From: Wolfgang Bumiller <w.bumiller@proxmox.com>
To: Dominik Csapak <d.csapak@proxmox.com>
Cc: pbs-devel@lists.proxmox.com
Subject: Re: [pbs-devel] [PATCH proxmox-backup v3 3/5] datastore: implement sync-level tuning for datastores
Date: Thu, 20 Oct 2022 15:09:18 +0200 [thread overview]
Message-ID: <20221020130918.gh5ktoksnzqu46c5@casey.proxmox.com> (raw)
In-Reply-To: <20221020074058.717152-4-d.csapak@proxmox.com>
Looks mostly good to me, minor nits inline:
On Thu, Oct 20, 2022 at 09:40:56AM +0200, Dominik Csapak wrote:
> currently, we don't (f)sync on chunk insertion (or at any point after
> that), which can lead to broken chunks in case of e.g. an unexpected
> powerloss. To fix that, offer a tuning option for datastores that
> controls the level of syncs it does:
>
> * None (default): same as current state, no (f)syncs done at any point
> * Filesystem: at the end of a backup, the datastore issues
> a syncfs(2) to the filesystem of the datastore
> * File: issues an fsync on each chunk as they get inserted
> (using our 'replace_file' helper) and a fsync on the directory handle
>
> a small benchmark showed the following (times in mm:ss):
> setup: virtual pbs, 4 cores, 8GiB memory, ext4 on spinner
>
> size none filesystem file
> 2GiB (fits in ram) 00:13 0:41 01:00
> 33GiB 05:21 05:31 13:45
>
> so if the backup fits in memory, there is a large difference between all
> of the modes (expected), but as soon as it exceeds the memory size,
> the difference between not syncing and syncing the fs at the end becomes
> much smaller.
>
> i also tested on an nvme, but there the syncs basically made no difference
>
> Signed-off-by: Dominik Csapak <d.csapak@proxmox.com>
> ---
> pbs-api-types/src/datastore.rs | 37 ++++++++++++++++++++
> pbs-datastore/src/chunk_store.rs | 59 +++++++++++++++++++++++++++-----
> pbs-datastore/src/datastore.rs | 39 ++++++++++++++++++---
> src/api2/backup/environment.rs | 2 ++
> src/api2/config/datastore.rs | 9 +++--
> 5 files changed, 131 insertions(+), 15 deletions(-)
>
> diff --git a/pbs-api-types/src/datastore.rs b/pbs-api-types/src/datastore.rs
> index 0af11b33..15ea80cd 100644
> --- a/pbs-api-types/src/datastore.rs
> +++ b/pbs-api-types/src/datastore.rs
> @@ -168,6 +168,42 @@ pub enum ChunkOrder {
> Inode,
> }
>
> +#[api]
> +#[derive(PartialEq, Serialize, Deserialize)]
+ Clone, Copy, Debug, Eq
also: you can derive Default now...
> +#[serde(rename_all = "lowercase")]
> +/// The level of syncing that is done when writing into a datastore.

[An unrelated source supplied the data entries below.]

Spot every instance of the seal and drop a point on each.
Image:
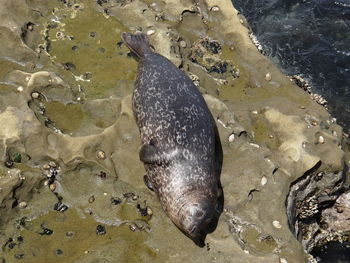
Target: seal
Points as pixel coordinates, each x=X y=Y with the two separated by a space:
x=181 y=149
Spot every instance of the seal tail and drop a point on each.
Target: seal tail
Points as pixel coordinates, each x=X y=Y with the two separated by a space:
x=137 y=43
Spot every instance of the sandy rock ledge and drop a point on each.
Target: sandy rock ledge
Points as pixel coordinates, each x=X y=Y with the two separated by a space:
x=71 y=187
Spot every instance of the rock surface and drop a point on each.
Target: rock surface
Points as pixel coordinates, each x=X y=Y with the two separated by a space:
x=66 y=82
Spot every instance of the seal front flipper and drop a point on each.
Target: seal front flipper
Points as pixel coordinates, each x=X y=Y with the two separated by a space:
x=148 y=183
x=150 y=154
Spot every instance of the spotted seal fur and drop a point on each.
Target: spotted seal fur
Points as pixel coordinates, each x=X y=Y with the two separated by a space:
x=181 y=149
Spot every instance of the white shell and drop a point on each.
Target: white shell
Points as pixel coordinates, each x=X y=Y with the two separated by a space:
x=276 y=224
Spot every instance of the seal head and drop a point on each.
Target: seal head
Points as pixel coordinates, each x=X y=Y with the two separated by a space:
x=196 y=219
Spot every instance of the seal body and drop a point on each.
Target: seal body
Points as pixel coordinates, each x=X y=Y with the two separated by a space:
x=180 y=149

> +pub enum DatastoreFSyncLevel {
> + /// No special fsync or syncfs calls are triggered. The system default dirty write back
> + /// mechanism ensures that data gets is flushed eventually via the `dirty_writeback_centisecs`
> + /// and `dirty_expire_centisecs` kernel sysctls, defaulting to ~ 30s.
> + ///
> + /// This mode provides generally the best performance, as all write back can happen async,
> + /// which reduces IO pressure.
> + /// But it may cause losing data on powerloss or system crash without any uninterruptible power
> + /// supply.
... if you add #[default] here.
> + None,
> + /// Triggers a fsync after writing any chunk on the datastore. While this can slow down
> + /// backups significantly, depending on the underlying file system and storage used, it
> + /// will ensure fine-grained consistency. Depending on the exact setup, there might be no
> + /// benefits over the file system level sync, so if the setup allows it, you should prefer
> + /// that one. Despite the possible negative impact in performance, it's the most consistent
> + /// mode.
> + File,
> + /// Trigger a filesystem wide sync after all backup data got written but before finishing the
> + /// task. This allows that every finished backup is fully written back to storage
> + /// while reducing the impact on many file systems in contrast to the file level sync.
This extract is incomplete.